Да, такая негритяночка, похожая на статуэтку из эбенового дерева, была настоящим подарком из Африки пыльному ярынскому захолустью.
По молодости лет Агриппина-старшая ездила в столицу подработать. Подрабатывала она в основном по ночам вблизи гостиниц. Ее сливочно-пшеничная краса очень нравилась иностранцам, особенно западали на нее темнокожие. Вероятнее всего, отцом Грини был какой-нибудь князь из Дагомеи, конголез или бразильский негр. К чести ее надо сказать, что когда увидела она черно-розовое тельце, судорожно сучащее ножками на белой как снег простыне, то не отказалась от дочки, не сдала в Дом малютки, а, плюнув на пересуды, оставила при себе. Девчонка родилась глухонемой и до трех лет не реагировала на звуки. Что тут было виной — гулена мать или грубое смешение генов, неизвестно. Но годам к пяти Гриня стала нормально слышать и понимать речь, но говорить так и не выучилась. В семнадцать лет при своей роковой внешности да при матери-алкоголичке девушка многим представлялась легкой добычей.

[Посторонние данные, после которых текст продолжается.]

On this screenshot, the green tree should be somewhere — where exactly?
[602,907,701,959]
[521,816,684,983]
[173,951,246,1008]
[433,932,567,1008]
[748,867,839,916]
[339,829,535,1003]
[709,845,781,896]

Взволнованно сопя, Борька прижался к Грининому бедру, обтянутому линялым ситчиком. Вот уже полгода он приходил в эту развалюху свататься. Но в первый же раз его попутал бес, и теперь только сам этот затейник и мог разобрать, что заставляло ухать Борькино сердце: жаркие ягодицы Пини или недоступная стать ее дочери. Смутно догадываясь, что руки темнокожей принцессы надо испрашивать у самого князя тьмы, Борька даже составил некое подобие договора, скрепленного кровью. Понаслышке зная, что рогатый господин в облегающем трико тяготеет к местам блудным и смрадным, договор Борька подписывал в дощатом нужнике, предварительно воззвав в разверстый окуляр. Но это уже было из области мистических тайн, которыми в Ярыни ведала одна только бабка Купариха.